Yatırım ortamının iyileştirilmesine ilişkin paketle vatandaşlara sağlanacak kolaylıklar konusuna da değinen Akdağ, "Biz bu gereksiz, bürokratik süreçleri yok ediyoruz, ortadan kaldırıyoruz. Daha devamı da gelecek inşallah. Bunlar reformumuzun ilk bölümüydü. Bu senenin içinde gelecek seneye de bir kısmı intikal edecek şekilde işleri kolaylaştırmaya devam edeceğiz." diye konuştu.

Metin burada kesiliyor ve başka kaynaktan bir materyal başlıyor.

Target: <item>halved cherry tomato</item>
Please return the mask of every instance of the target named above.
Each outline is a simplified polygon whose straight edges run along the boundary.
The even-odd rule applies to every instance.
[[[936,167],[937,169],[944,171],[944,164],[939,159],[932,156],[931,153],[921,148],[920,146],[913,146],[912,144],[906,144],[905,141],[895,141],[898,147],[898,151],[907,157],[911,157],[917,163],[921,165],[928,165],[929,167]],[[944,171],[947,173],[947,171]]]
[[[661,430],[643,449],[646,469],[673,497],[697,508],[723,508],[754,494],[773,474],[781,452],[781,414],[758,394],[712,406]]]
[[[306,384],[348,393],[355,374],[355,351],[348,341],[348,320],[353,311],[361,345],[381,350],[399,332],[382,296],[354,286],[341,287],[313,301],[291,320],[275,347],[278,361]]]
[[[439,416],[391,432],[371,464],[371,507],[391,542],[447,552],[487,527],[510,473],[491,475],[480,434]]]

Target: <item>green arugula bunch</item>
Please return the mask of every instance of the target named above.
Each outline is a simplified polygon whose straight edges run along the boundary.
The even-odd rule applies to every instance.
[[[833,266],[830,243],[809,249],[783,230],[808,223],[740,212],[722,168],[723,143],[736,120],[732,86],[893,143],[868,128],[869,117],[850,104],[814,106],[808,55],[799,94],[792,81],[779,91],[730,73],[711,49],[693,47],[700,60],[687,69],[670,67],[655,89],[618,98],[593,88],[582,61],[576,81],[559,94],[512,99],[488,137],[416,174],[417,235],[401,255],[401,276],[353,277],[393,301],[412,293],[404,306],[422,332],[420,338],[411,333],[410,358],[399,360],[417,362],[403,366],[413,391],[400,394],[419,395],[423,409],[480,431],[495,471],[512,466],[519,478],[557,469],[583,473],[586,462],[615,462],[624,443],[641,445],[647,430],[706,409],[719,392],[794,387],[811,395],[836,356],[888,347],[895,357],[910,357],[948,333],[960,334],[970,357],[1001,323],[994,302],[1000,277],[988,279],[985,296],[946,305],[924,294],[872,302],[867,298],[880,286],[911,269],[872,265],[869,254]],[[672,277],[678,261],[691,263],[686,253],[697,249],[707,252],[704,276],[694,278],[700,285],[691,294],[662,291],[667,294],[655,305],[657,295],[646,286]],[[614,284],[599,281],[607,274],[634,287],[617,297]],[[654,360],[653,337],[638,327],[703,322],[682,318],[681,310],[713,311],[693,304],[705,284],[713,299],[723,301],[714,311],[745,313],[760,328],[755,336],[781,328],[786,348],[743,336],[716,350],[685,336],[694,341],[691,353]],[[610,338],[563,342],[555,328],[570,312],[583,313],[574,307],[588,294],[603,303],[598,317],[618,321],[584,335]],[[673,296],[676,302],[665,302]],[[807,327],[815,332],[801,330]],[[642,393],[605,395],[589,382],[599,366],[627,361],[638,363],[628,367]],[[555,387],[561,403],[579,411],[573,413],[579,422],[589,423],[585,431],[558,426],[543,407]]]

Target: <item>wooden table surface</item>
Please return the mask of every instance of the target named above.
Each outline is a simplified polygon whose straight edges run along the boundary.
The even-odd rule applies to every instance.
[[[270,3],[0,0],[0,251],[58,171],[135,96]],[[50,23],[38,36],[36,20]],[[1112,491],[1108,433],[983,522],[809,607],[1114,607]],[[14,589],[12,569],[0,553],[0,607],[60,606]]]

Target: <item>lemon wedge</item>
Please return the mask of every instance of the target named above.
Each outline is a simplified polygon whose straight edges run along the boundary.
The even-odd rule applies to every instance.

- Cinsel istismar düzenlemesi
Akdağ, cinsel istismar düzenlemesi konusunda muhalefetle yüzde
90 mutabık olduklarını dile getirdi.
Bu konuda 2017- 2018 yılını içeren bir eylem planı
hazırladıklarını anımsatan Akdağ, "Bütün eylem planı üzerinde hem
CHP hem MHP ile büyük ölçüde mutabık kaldığımızı düşünüyorum. Neden
düşünüyorum dedim? Aşağı yukarı 10-15 maddelik bir kanun tasarımız
olacak. Taslağı şu anda hazır. Bunu Meclise götürürken de gruplarla
bir kere daha görüşeceğiz. Ben umut ediyorum ki bütün toplumun bu
kadar hassas olduğu, herkesin aşağı yukarı aynı düşündüğü bir
konuda Meclisten bunu oy birliğiyle, el birliğiyle çıkarabiliriz."
ifadelerini kullandı.
Son taslakta cezaların "kademelendirilmiş" bir şekilde olup
olmadığına ilişkin de Akdağ, "Zaten cezalar kademelendirilmiş
şekilde. 12 yaşın altı, 12-15 yaş arası, 15-18 yaş arası diye şu
andaki ceza hukukumuzda bu kademelendirmeler var. Biz özellikle 12
yaş altındaki tecavüzlerde cezayı çok ağırlaştırıyoruz. Öbürlerinde
de cezalar ağır ama burada çok daha ağırlaştırıcı hükümler
getiriyoruz. Bir de eğer şiddet varsa, eğer bir yakınlık, yani suçu
ağırlaştıracak bir husus varsa müebbet hapse varacak şekilde
cezaları ağırlaştırıyoruz. Bir çocuğa tecavüz etmenin, hele hele
onun canına kastetmenin cezası Türk hukukundaki en ağır ceza haline
geliyor." bilgisini verdi.
Akdağ, kimyasal hadımla ilgili bir soru üzerine, buna "Cinsel
isteğin baskılanması" dediklerini belirterek, burada da taslağa
yargılamayı yapan hakim heyetinin, gerekli gördüğü takdirde, uzman
görüşünü alarak cinsel isteğin baskılanması kararını alabileceğini
bildirdi.
Bunu belli bir süreyle uygularken, kişinin takip edileceğine de
dikkati çeken Akdağ, cinsel isteğin baskılanmasını bir ceza olarak
getirmediklerini, bazı suçlarda suçun tekrarlama eğilimini azaltmak
için getirdiklerini ifade etti.
Buna pedofili hastalarını örnek veren Akdağ, burada psikolojik
rehabilitasyonla beraber, hakim heyetinin bu tedbire karar
verebileceğini ifade etti.
Akdağ, çocuk izlem merkezlerinde psikolog eşliğinde, savcı ve
avukatlar görülmeden ifadesi alınan çocukların mahkemeye ve
karakola asla götürülmediklerini kaydetti.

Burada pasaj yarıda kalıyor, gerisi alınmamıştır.